Andere beperkingen van ons onderzoek zijn onder meer het feit dat we geen rekening konden houden met de noodbespuiting door het Ministerie van Volksgezondheid, die ongeveer twee maanden vóór de experimentele bespuiting met L-2014 plaatsvond, vanwege het ontbreken van gedetailleerde informatie over de locatie en het tijdstip ervan. Eerdere analyses hebben aangetoond dat deze bespuitingen een vergelijkbaar effect hadden in het hele onderzoeksgebied, waardoor een gemeenschappelijk basisniveau van Aedes aegypti-dichtheid ontstond; sterker nog, tegen de tijd dat de experimentele bespuiting begon, waren de Aedes aegypti-populaties al begonnen te herstellen. Bovendien kan het verschil in resultaten tussen de twee experimentele perioden te wijten zijn aan verschillen in onderzoeksopzet en een verschillende gevoeligheid van Aedes aegypti voor cypermethrin, waarbij S-2013 gevoeliger bleek dan L-2014.
Tot slot laten onze resultaten zien dat de effecten van binnenshuis spuiten beperkt bleven tot het huishouden waar gespoten werd, en dat spuiten in aangrenzende huishoudens de populaties van Aedes aegypti niet verder deed afnemen. Volwassen Aedes aegypti-muggen kunnen dicht bij of in huizen blijven, zich verzamelen binnen een straal van 10 meter en gemiddeld 106 meter afleggen. Het spuiten van het gebied rond een huis heeft dus mogelijk geen grote impact op de Aedes aegypti-populatie in dat huis. Dit ondersteunt eerdere bevindingen dat spuiten buiten of rond het huis geen effect heeft.
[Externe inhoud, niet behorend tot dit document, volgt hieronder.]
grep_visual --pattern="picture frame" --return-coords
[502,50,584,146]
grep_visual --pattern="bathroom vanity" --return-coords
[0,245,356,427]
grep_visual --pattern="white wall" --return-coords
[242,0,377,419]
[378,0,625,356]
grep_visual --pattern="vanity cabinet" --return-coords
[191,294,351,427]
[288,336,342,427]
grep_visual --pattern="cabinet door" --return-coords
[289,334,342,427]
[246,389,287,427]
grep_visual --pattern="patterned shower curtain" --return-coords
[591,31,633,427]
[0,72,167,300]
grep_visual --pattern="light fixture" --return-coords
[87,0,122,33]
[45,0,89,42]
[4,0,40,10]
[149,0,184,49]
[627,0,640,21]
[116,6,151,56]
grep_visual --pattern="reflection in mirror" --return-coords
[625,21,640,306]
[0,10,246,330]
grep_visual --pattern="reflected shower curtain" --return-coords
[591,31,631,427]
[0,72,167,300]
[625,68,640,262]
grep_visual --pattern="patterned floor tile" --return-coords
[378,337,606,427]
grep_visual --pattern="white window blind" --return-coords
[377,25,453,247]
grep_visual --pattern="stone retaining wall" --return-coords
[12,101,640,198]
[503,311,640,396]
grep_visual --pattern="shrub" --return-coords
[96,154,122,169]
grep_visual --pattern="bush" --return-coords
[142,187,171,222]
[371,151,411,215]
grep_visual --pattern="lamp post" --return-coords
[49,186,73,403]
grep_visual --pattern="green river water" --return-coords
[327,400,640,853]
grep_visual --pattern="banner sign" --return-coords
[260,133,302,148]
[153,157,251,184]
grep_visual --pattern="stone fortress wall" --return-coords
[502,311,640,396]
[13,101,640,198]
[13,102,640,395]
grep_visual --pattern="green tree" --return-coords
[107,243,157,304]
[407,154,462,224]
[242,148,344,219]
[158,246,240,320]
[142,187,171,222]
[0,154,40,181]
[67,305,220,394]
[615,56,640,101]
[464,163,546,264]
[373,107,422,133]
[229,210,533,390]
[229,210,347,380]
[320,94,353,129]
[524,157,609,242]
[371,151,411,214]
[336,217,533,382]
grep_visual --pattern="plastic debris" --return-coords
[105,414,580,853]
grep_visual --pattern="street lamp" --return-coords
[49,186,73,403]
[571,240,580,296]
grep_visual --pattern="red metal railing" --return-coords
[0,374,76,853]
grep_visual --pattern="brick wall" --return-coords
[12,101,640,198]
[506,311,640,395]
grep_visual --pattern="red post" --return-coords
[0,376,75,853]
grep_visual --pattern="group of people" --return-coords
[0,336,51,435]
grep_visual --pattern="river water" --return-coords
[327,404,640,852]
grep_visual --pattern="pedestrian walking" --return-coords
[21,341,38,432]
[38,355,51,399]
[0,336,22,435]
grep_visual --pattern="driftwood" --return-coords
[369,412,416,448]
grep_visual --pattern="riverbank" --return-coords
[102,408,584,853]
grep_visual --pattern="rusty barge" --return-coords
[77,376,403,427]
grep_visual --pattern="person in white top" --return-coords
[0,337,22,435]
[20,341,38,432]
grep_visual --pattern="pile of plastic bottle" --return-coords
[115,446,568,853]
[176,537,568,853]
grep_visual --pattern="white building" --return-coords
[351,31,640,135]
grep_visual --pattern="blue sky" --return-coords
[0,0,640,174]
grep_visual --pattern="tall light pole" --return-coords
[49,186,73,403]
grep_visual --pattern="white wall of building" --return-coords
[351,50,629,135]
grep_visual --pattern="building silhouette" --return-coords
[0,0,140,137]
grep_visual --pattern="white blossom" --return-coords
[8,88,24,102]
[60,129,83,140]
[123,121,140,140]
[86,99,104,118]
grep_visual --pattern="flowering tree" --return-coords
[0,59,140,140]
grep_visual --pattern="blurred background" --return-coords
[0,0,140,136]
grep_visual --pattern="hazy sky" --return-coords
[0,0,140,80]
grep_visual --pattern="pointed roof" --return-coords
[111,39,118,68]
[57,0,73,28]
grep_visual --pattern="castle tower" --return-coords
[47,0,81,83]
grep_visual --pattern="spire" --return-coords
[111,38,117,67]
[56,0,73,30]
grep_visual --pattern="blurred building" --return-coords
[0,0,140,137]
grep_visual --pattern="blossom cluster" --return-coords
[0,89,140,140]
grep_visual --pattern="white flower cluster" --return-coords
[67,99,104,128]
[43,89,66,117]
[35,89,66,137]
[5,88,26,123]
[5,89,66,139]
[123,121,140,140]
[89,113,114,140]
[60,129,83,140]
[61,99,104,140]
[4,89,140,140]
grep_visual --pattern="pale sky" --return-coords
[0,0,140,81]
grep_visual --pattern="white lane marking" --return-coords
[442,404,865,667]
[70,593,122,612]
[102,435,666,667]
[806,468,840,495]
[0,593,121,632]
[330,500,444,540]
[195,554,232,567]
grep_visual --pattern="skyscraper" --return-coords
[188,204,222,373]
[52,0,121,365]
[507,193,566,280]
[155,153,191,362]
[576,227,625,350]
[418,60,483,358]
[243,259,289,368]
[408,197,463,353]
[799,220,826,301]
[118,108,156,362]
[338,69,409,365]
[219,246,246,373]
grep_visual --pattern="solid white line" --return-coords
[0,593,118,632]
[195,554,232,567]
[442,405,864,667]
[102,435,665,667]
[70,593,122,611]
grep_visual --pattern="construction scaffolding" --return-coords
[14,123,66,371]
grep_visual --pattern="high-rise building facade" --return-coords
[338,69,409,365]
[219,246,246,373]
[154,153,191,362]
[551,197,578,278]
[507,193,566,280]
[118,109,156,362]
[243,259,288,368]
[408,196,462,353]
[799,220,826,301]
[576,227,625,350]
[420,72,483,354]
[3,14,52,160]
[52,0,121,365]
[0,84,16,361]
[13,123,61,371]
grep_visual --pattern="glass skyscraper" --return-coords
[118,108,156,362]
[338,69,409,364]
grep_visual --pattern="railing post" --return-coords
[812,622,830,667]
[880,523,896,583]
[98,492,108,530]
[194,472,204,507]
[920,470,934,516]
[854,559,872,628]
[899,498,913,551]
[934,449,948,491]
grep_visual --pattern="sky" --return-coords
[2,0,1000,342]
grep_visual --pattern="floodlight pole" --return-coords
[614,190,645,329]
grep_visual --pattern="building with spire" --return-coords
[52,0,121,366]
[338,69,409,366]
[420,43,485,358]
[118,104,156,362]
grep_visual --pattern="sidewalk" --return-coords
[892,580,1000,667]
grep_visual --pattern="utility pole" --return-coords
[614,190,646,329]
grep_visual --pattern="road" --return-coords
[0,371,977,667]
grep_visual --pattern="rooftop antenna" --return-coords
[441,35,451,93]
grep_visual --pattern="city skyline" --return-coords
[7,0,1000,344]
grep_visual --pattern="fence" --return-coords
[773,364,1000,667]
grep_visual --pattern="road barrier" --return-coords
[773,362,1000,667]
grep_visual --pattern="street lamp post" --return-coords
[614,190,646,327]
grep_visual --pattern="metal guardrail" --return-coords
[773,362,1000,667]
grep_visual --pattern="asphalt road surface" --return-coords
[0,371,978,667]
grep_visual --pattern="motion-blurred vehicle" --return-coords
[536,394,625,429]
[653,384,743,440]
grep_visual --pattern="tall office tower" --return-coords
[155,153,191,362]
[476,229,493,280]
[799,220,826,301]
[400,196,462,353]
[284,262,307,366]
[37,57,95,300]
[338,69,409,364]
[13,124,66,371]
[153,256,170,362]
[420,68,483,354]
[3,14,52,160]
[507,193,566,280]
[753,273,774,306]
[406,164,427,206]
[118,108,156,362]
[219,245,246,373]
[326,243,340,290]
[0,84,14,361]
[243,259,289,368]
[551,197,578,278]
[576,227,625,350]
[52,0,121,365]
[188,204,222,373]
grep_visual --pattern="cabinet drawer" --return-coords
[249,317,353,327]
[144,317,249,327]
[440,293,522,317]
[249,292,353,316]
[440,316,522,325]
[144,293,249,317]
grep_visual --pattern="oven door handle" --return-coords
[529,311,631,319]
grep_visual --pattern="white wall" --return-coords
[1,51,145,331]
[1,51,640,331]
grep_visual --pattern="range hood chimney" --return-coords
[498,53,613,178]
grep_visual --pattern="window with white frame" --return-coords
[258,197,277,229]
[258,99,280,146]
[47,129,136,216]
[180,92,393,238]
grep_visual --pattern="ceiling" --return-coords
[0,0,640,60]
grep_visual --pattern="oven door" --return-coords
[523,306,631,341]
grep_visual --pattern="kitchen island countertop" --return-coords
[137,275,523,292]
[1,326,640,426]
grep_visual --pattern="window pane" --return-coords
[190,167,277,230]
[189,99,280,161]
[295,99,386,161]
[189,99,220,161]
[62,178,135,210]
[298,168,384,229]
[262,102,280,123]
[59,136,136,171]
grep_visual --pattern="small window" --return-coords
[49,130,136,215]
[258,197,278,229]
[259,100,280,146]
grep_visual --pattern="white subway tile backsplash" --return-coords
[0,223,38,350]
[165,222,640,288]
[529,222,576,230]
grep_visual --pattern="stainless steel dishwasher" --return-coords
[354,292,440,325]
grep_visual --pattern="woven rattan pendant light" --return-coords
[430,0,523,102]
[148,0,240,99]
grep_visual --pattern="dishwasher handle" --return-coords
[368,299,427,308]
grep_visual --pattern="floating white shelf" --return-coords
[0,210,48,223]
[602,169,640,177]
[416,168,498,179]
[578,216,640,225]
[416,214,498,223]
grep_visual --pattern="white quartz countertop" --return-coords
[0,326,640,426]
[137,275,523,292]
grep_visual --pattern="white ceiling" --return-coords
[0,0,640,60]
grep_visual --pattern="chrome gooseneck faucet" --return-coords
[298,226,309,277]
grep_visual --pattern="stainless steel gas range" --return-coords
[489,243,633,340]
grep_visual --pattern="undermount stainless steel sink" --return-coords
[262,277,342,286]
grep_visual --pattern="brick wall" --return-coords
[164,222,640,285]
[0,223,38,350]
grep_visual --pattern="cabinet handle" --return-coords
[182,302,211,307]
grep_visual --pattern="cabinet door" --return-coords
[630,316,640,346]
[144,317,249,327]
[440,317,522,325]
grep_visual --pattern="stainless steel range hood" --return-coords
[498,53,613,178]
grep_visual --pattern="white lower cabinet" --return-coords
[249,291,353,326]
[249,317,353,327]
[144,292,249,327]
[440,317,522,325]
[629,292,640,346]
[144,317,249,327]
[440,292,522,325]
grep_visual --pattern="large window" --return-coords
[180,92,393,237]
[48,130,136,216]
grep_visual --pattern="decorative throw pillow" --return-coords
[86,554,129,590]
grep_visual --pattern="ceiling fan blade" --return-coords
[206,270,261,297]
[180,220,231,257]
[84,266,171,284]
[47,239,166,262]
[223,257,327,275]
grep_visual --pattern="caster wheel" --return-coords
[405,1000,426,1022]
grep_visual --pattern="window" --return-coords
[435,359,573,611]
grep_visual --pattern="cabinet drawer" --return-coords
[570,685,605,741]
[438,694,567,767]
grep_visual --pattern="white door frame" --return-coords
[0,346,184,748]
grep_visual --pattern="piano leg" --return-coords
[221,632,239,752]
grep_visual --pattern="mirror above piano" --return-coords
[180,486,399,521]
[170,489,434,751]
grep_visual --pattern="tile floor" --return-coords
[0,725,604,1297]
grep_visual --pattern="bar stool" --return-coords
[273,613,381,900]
Zoals hierboven vermeld, kunnen er echter regionale invloeden zijn op de populatiedynamiek van Aedes aegypti, en ons model was niet ontworpen om dergelijke effecten te detecteren.
Samengevat benadrukken onze resultaten het belang van het bereiken van elk huishouden met een verhoogd risico op overdracht tijdens een uitbraak. Huishoudens die recent niet zijn bespoten, kunnen immers niet rekenen op interventies in de buurt of zelfs op meerdere eerdere interventies om de huidige muggenpopulaties te verminderen. Omdat sommige huizen ontoegankelijk waren, resulteerden de eerste bespuitingen altijd in een gedeeltelijke dekking. Herhaalde bezoeken aan gemiste huishoudens kunnen de dekking verhogen, maar de opbrengst neemt af met elke poging en de kosten per huishouden stijgen. Vectorbestrijdingsprogramma's moeten daarom worden verbeterd door zich te richten op gebieden waar het risico op dengue-overdracht hoger is. Dengue-overdracht is heterogeen in ruimte en tijd, en een lokale beoordeling van risicogebieden, inclusief demografische, ecologische en sociale omstandigheden, moet richtinggevend zijn voor gerichte vectorbestrijding. Andere gerichte strategieën, zoals het combineren van binnenshuis residuele bespuiting met contactonderzoek, zijn in het verleden effectief gebleken en kunnen in sommige situaties succesvol zijn. Wiskundige modellen kunnen ook helpen bij het selecteren van optimale vectorbestrijdingsstrategieën om de overdracht in elke lokale situatie te verminderen zonder de noodzaak van dure en logistiek complexe veldproeven. Onze resultaten bieden een gedetailleerde parameterisering van de ruimtelijke en temporele effecten van het bespuiten van binnenruimtes met ultralage volumes, wat van belang kan zijn voor toekomstige mechanistische modellering.